Bajo el concepto de carga dinámica de la prueba, la función del demandante y del demandado puede variar dependiendo de cómo se distribuye la carga probatoria en el caso concreto.

El demandante, en general, tiene la función de probar los hechos constitutivos de su demanda, es decir, aquellos hechos que dan origen a un determinado efecto jurídico e individualizan el supuesto de hecho abstracto invocado para la resolución del caso. Estos hechos constitutivos son alegados por el actor en su demanda y son necesarios para fundamentar su pretensión.

Por otro lado, el demandado tiene la posibilidad de permanecer inerte o de participar activamente en el proceso. Si el demandado decide participar activamente, asume la carga de la prueba respecto de las afirmaciones de hecho que realiza, sobre hechos extintivos, impeditivos o modificativos. Estos hechos pueden afectar la validez del acuerdo o la pretensión del demandante, como sería el caso de una nulidad (hecho extintivo) o la demostración de que el demandante conocía los vicios redhibitorios de la cosa vendida (hecho impeditivo).

En el contexto de la carga dinámica de la prueba, el juez puede determinar que la carga de la prueba recaiga en la parte que se encuentra en mejor posición para aportar la evidencia necesaria, lo cual puede alterar las funciones tradicionales del demandante y del demandado en cuanto a la prueba de los hechos. Esto se hace con el fin de garantizar la equidad y la justicia procesal, y se basa en principios de colaboración y solidaridad procesal.

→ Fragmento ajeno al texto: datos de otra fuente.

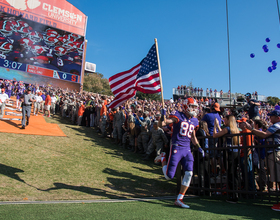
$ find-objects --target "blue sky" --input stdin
[68,0,280,99]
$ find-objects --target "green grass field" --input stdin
[0,198,280,220]
[0,117,280,220]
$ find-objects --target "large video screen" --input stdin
[0,12,84,83]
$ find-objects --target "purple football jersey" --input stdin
[169,111,198,147]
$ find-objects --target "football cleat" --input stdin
[160,152,166,162]
[271,203,280,212]
[154,155,161,163]
[174,199,190,209]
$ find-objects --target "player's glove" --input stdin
[198,147,205,157]
[196,144,205,157]
[160,109,166,121]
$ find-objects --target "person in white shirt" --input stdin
[33,91,43,116]
[0,88,9,118]
[51,93,57,114]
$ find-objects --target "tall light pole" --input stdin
[226,0,232,105]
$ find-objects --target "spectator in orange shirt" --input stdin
[44,94,52,118]
[237,118,256,191]
[100,99,107,137]
[108,108,116,138]
[77,101,86,125]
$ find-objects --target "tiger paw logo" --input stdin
[6,0,41,10]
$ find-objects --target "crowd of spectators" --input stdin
[0,77,280,210]
[176,85,258,100]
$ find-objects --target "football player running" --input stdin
[161,98,204,208]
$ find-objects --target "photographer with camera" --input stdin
[245,93,260,120]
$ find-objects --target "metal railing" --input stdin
[173,88,267,101]
[176,133,280,202]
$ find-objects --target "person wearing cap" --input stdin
[50,93,57,115]
[237,118,256,191]
[44,94,52,118]
[201,102,222,175]
[21,87,35,129]
[0,88,9,118]
[84,95,94,127]
[77,101,86,126]
[213,115,240,203]
[246,109,280,211]
[33,92,43,116]
[122,108,135,150]
[100,99,107,138]
[136,111,151,154]
[245,93,260,120]
[143,121,168,162]
[113,107,125,145]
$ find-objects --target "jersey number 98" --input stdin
[180,121,194,138]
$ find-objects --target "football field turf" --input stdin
[0,197,280,220]
[0,117,280,220]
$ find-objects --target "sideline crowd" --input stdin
[0,80,280,211]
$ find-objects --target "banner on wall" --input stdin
[0,0,86,87]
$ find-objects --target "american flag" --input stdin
[109,44,161,108]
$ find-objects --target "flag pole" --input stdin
[155,38,164,108]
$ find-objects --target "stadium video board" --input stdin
[0,0,86,90]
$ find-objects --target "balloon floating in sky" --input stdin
[250,37,280,73]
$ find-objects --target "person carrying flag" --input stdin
[159,98,204,208]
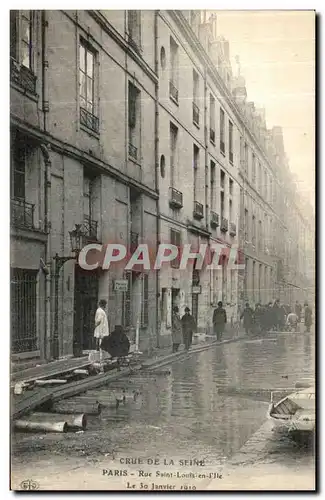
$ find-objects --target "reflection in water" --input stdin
[85,334,314,461]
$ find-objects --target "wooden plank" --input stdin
[11,358,91,387]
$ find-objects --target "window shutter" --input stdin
[141,274,149,326]
[123,272,132,328]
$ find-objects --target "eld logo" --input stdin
[20,479,39,491]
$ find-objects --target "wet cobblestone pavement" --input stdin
[12,333,314,490]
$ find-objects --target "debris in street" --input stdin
[31,412,87,430]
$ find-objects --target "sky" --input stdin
[214,10,315,206]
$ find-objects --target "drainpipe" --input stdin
[40,10,52,360]
[154,10,160,347]
[42,10,49,132]
[40,144,52,360]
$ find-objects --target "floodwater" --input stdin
[13,333,315,489]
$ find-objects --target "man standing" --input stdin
[182,307,196,351]
[94,299,109,363]
[172,306,182,352]
[240,302,254,334]
[304,302,312,333]
[212,301,227,340]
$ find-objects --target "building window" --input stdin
[122,272,132,328]
[244,208,248,242]
[128,10,141,50]
[10,268,38,353]
[128,82,141,160]
[210,160,216,211]
[10,10,34,70]
[170,229,181,269]
[141,274,149,327]
[193,144,200,201]
[11,134,27,200]
[79,40,99,132]
[229,179,234,196]
[229,120,234,163]
[252,153,256,186]
[169,37,178,103]
[210,94,216,144]
[169,123,178,187]
[193,69,200,125]
[252,215,256,247]
[220,108,226,154]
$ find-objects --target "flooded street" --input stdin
[12,333,315,489]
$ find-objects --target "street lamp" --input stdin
[51,224,85,359]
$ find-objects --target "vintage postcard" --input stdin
[8,10,316,492]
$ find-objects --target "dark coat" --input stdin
[212,307,227,325]
[305,306,312,326]
[100,330,130,358]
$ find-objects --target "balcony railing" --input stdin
[210,210,219,227]
[11,200,35,229]
[10,58,36,94]
[169,187,183,208]
[229,222,237,236]
[129,142,138,160]
[83,215,98,241]
[193,201,204,219]
[130,231,139,253]
[220,217,228,233]
[128,35,141,54]
[169,80,178,102]
[80,108,99,134]
[193,102,200,125]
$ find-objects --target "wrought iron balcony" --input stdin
[220,217,228,233]
[80,108,99,134]
[130,231,139,253]
[83,215,98,241]
[210,210,219,227]
[229,222,237,236]
[11,199,35,229]
[169,80,178,102]
[193,102,200,125]
[129,142,138,160]
[10,57,36,94]
[193,201,204,219]
[169,187,183,208]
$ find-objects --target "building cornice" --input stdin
[10,114,159,200]
[168,10,276,177]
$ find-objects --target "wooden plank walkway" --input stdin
[11,356,91,387]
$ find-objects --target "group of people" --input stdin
[240,299,312,334]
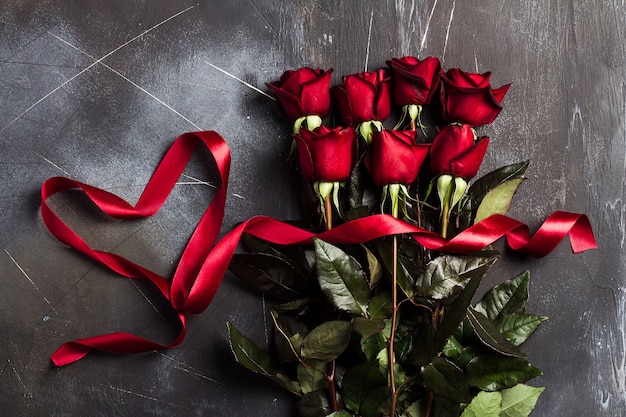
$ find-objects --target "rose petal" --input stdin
[450,137,489,181]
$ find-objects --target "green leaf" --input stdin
[352,317,385,337]
[461,391,502,417]
[341,361,388,413]
[296,360,327,394]
[474,178,524,223]
[422,357,472,403]
[467,307,526,358]
[300,320,352,362]
[502,384,545,417]
[228,253,304,301]
[227,323,301,395]
[361,245,383,288]
[496,313,548,346]
[298,391,333,417]
[375,240,420,297]
[415,255,494,300]
[430,396,460,417]
[466,355,542,391]
[226,323,279,376]
[434,257,496,351]
[474,271,530,321]
[466,161,530,218]
[441,336,463,358]
[359,387,391,417]
[361,333,387,361]
[314,239,370,315]
[270,311,309,362]
[367,293,393,319]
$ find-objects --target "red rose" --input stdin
[441,68,511,126]
[430,124,489,180]
[293,126,356,182]
[366,130,430,187]
[387,56,441,106]
[267,67,332,120]
[332,69,391,127]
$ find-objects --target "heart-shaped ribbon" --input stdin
[41,131,597,366]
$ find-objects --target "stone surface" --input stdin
[0,0,626,416]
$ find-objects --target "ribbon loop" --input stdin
[41,131,596,366]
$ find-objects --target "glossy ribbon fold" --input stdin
[41,131,596,366]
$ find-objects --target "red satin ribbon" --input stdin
[41,131,597,366]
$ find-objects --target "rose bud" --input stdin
[366,130,430,187]
[441,68,511,126]
[332,69,391,127]
[267,67,332,132]
[293,126,356,182]
[387,56,441,106]
[430,124,489,181]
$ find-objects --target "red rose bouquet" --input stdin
[41,57,596,417]
[228,57,592,417]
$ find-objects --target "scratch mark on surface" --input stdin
[0,6,196,133]
[155,351,221,385]
[4,249,59,315]
[108,385,191,410]
[441,0,456,62]
[51,34,202,130]
[7,359,33,398]
[130,279,165,320]
[176,174,217,189]
[364,9,374,72]
[202,60,276,101]
[261,294,270,349]
[420,0,438,52]
[35,152,71,177]
[249,0,280,37]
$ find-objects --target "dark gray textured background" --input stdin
[0,0,626,416]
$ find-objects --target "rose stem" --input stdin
[441,192,450,238]
[324,196,333,230]
[326,360,339,411]
[324,195,339,411]
[388,197,398,417]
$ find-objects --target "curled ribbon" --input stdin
[41,131,597,366]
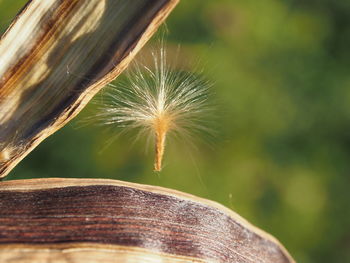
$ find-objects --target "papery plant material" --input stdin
[0,0,178,177]
[92,47,210,171]
[0,179,294,263]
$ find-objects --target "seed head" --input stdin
[93,48,210,171]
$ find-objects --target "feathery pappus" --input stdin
[95,48,210,171]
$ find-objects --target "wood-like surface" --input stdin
[0,0,178,177]
[0,179,293,263]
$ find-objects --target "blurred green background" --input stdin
[0,0,350,263]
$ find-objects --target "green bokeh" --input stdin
[0,0,350,263]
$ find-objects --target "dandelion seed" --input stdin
[95,48,209,171]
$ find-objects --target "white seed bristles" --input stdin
[93,48,209,171]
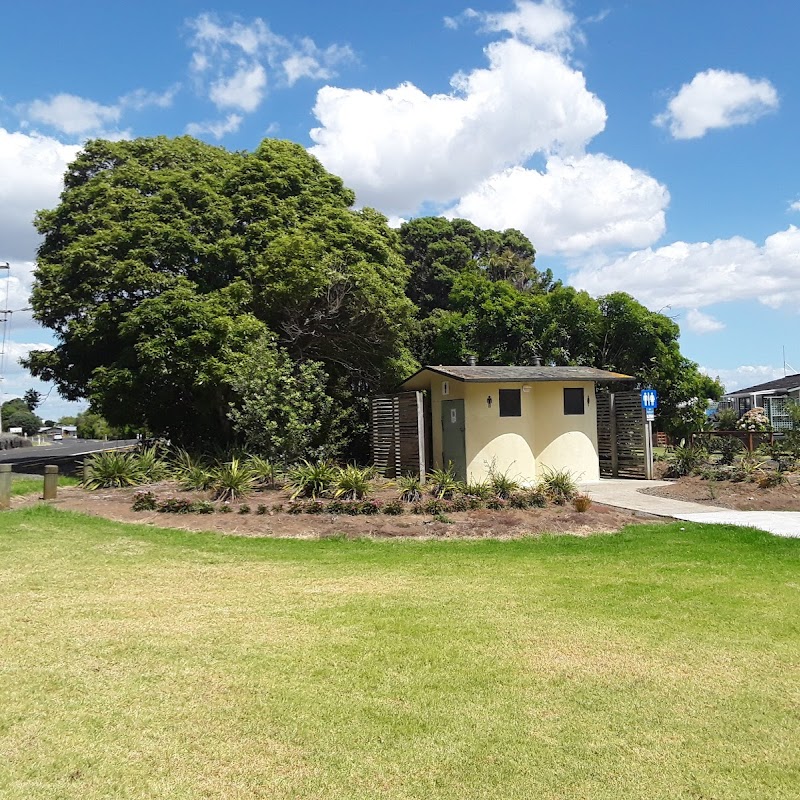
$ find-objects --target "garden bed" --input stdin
[20,482,664,538]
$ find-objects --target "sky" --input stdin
[0,0,800,418]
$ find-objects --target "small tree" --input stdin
[228,335,345,464]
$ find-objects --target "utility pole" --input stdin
[0,261,11,433]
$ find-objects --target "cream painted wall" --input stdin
[533,381,600,481]
[464,383,536,485]
[422,373,600,484]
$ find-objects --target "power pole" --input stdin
[0,261,11,433]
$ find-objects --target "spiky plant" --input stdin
[428,463,461,500]
[395,475,422,503]
[212,458,256,501]
[333,464,375,500]
[81,450,144,489]
[287,460,336,500]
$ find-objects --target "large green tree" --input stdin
[27,137,414,450]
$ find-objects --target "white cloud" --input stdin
[571,225,800,309]
[24,94,122,135]
[186,114,242,140]
[448,155,669,255]
[700,364,783,392]
[0,128,80,261]
[653,69,779,139]
[188,14,355,113]
[209,64,267,112]
[311,38,606,214]
[685,308,725,335]
[475,0,577,50]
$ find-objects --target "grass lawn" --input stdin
[11,474,80,497]
[0,507,800,800]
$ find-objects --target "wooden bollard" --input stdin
[42,464,58,500]
[0,464,11,509]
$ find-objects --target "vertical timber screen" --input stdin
[370,392,427,483]
[596,392,647,479]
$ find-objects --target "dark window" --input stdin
[500,389,522,417]
[564,389,585,414]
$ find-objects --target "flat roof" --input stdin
[724,373,800,397]
[401,364,636,386]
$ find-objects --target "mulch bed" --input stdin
[14,483,663,539]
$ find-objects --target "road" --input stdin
[0,439,137,474]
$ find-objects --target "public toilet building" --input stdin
[373,366,635,484]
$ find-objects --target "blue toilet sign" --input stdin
[642,389,658,422]
[642,389,658,411]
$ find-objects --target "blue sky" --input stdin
[0,0,800,417]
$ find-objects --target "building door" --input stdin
[442,400,467,481]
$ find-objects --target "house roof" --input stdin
[401,364,636,386]
[725,373,800,397]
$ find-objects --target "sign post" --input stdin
[641,389,658,481]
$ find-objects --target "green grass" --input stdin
[0,507,800,800]
[11,474,80,497]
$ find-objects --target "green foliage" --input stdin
[286,460,337,500]
[211,457,256,501]
[228,335,345,464]
[26,137,414,450]
[22,389,42,411]
[428,464,462,500]
[395,475,422,503]
[333,464,375,500]
[82,450,145,489]
[539,467,578,505]
[667,445,708,478]
[247,455,280,489]
[489,464,520,500]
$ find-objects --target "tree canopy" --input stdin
[25,137,719,450]
[27,137,414,450]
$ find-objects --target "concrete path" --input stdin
[580,478,800,538]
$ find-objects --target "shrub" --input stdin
[539,467,578,505]
[287,461,337,500]
[333,464,375,500]
[572,494,592,514]
[396,475,422,503]
[381,500,405,517]
[212,457,255,500]
[131,492,158,511]
[489,467,519,500]
[156,497,192,514]
[666,445,706,478]
[81,450,144,489]
[428,463,461,500]
[422,497,445,515]
[464,481,494,500]
[736,406,772,433]
[756,470,789,489]
[245,455,279,489]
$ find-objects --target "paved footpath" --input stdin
[580,478,800,538]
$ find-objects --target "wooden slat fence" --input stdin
[370,392,426,482]
[597,392,647,479]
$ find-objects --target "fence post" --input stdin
[0,464,11,509]
[42,464,58,500]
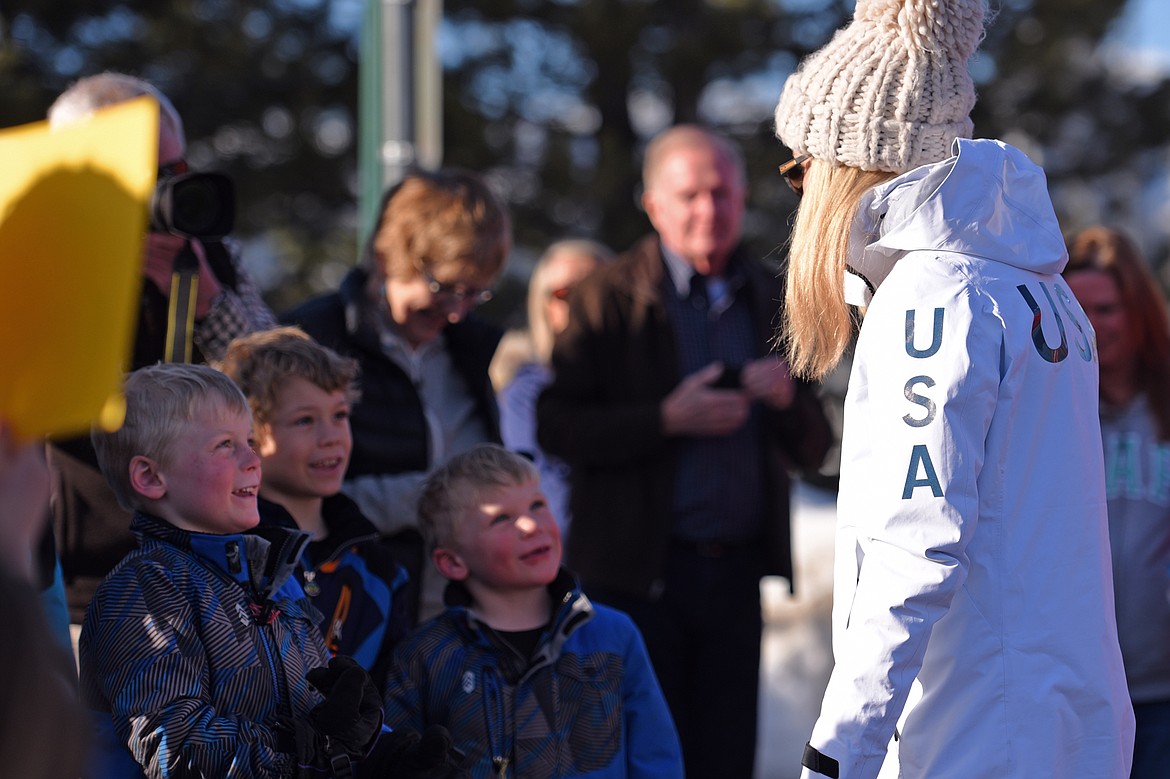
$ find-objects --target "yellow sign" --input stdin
[0,97,158,439]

El principio de la carga dinámica de la prueba en el Derecho Laboral

La aplicabilidad de la carga dinámica de la prueba en el ámbito del derecho laboral se basa en la idea de que, debido a la desigualdad estructural entre empleador y empleado, a menudo es necesario ajustar la distribución de la carga probatoria para proteger a la parte más débil, que suele ser el trabajador. En muchos sistemas de derecho laboral, se presume que el empleador tiene un mejor acceso a la información y a los documentos relacionados con la relación laboral, y por lo tanto, puede estar en una mejor posición para probar ciertos hechos.

Por ejemplo, en casos de despido, discriminación o reclamaciones de horas extras, puede ser difícil para el empleado obtener la evidencia necesaria para probar su caso. En estas situaciones, la carga dinámica de la prueba permite que el juez transfiera la responsabilidad de probar ciertos hechos al empleador, si se considera que este tiene un acceso más fácil a la información relevante.

La aplicación de la carga dinámica de la prueba en el derecho laboral busca equilibrar las desigualdades y garantizar que la justicia sea accesible para los trabajadores, permitiendo que el proceso sea un instrumento efectivo de tutela sin excesivas y arbitrarias restricciones. Además, esta adaptación de la carga de la prueba en el derecho laboral está en consonancia con los principios de protección al trabajador y de justicia social que suelen regir en esta rama del derecho.

En conclusión, la carga dinámica de la prueba es un concepto procesal innovador que busca adaptar la distribución de la carga probatoria a las circunstancias específicas de cada caso, con el fin de promover la equidad y la justicia en el proceso judicial. La carga dinámica de la prueba se fundamenta en principios de solidaridad, colaboración y corresponsabilidad, y tiene el potencial de corregir desequilibrios entre las partes, especialmente en situaciones donde una de ellas tiene mejor acceso a la información o recursos para probar los hechos en disputa. Sin embargo, su implementación debe ser cuidadosa para no vulnerar el derecho a la defensa y garantizar que el proceso siga siendo un medio para la resolución de conflictos y no una herramienta para perpetuarlos.